Phuping Chinese Restaurant

The duck stops here!

“We’ve probably got the best Peking Duck in Chiang Mai hotels,” said the resident manager of the Chiangmai Orchid Hotel, Anan Hochindarat. I like positive people, so it was with some expectation that we dined in their Phuping Chinese Restaurant.

Like most Chinese restaurants, the Phuping has an air of opulence. Gilded dragons and Chinese urns abound, as do the charming waitresses in their red cheong sams, split to the thigh.

In addition to the individual tables, there are also four private rooms, with the Chinese circular tables and carousel lending themselves to large groups and relaxed dining.

The menu is typical Chinese with 134 items, with most offered in the small-medium-large portions. There is also the chef’s recommendations, that has the Peking Duck at B. 600 that includes the duck skin, plus a duck meat dish of your choice such as saut้ed with garlic and white pepper, BBQ’d or sweet and sour, plus the clear soup made from the bones.

There is a page dedicated to shark fin items and another for abalone.

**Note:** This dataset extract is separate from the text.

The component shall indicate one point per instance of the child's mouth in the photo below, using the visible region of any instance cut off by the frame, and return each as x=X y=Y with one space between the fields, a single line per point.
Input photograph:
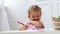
x=35 y=19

These are rare and expensive delicacies and you’ll need deep pockets for these; however, the rest of the menu is very reasonably priced. Even snow fish or salmon is priced at only B. 300. Vegetarian items are very cheap at around B. 100 for a small serve, while saut้ed beef done in different ways were B. 150 for the small helping. Pork and chicken items were similarly priced.

Other items of a very Chinese nature were the pigeon, including one of my favourites, the minced pigeon breast on lettuce (sang chow bao), which requires advance order. Another bird on offer is goose (and not just the liver!). Bird’s nest soup, the classic Chinese item is B. 600 per serving, and noodle and rice dishes abound between B. 100-120.

The Chinese are proud of their desserts, and the Phuping has a page and a half of items for you to choose from.

We used one of the private rooms and we had no sooner sat down than we were presented with a moist cold towel. Nice touch.

Although we had come to try the Peking Duck, Kh. Anan also had a representative sample of the dim sum dishes for us to try. One of my favourites is always the pork buns, and the Phuping’s kitchen certainly knows how to make those! Top class. The dim sum items are all generally around B. 30. Kh. Anan told me that they have 12 dedicated kitchen personnel, just for the Chinese restaurant.

As well as the Peking duck we tried a crispy prawn salad and many other items, whose presentation was superb. Chinese restaurants do appear to enjoy making vegetable dragons as decoration, and Phuping’s artisans in the kitchen are artists on the plate.

We finished with a delicious fried pancake stuffed with dates.

The Phuping is a good example of the Chinese style of restaurant in Chiang Mai. It is sufficiently up-market to be an enjoyable evening (or lunch) out, yet relaxed enough that you are not worrying about dropping food on the tablecloth all the time. The fact that everyone laughed at my antics with the chopsticks, and the waitress quietly snuck a fork and spoon beside my plate, showed the attentive nature of the staff (as well as the fact that perhaps I should take chopsticks lessons).

The Peking Duck provides a good meal, and looking at the number of people that can be fed from one duck, it makes it a very inexpensive dish on a per head basis.

This restaurant should be kept in mind when the family requests ‘eating Chinese’.

(After dinner we relaxed in the hotel’s Opium Club and listened to some ‘live’ music, though I was a little worried that the bass guitarist might not last to the end of the bracket!)

Phuping Chinese Restaurant, Chiangmai Orchid Hotel, 23 Huay Kaew Road (next to Kad Suan Kaew shopping center), Chiang Mai, telephone 053 222 099, fax 053 221 625, email cmorchid @ lox info.co.th, website www. chiangmaiorchid.com. Secure parking in the hotel grounds. Hours 11 a.m. till 2 p.m. (dim sum lunch) and 6 p.m. till 10 p.m. (dinner).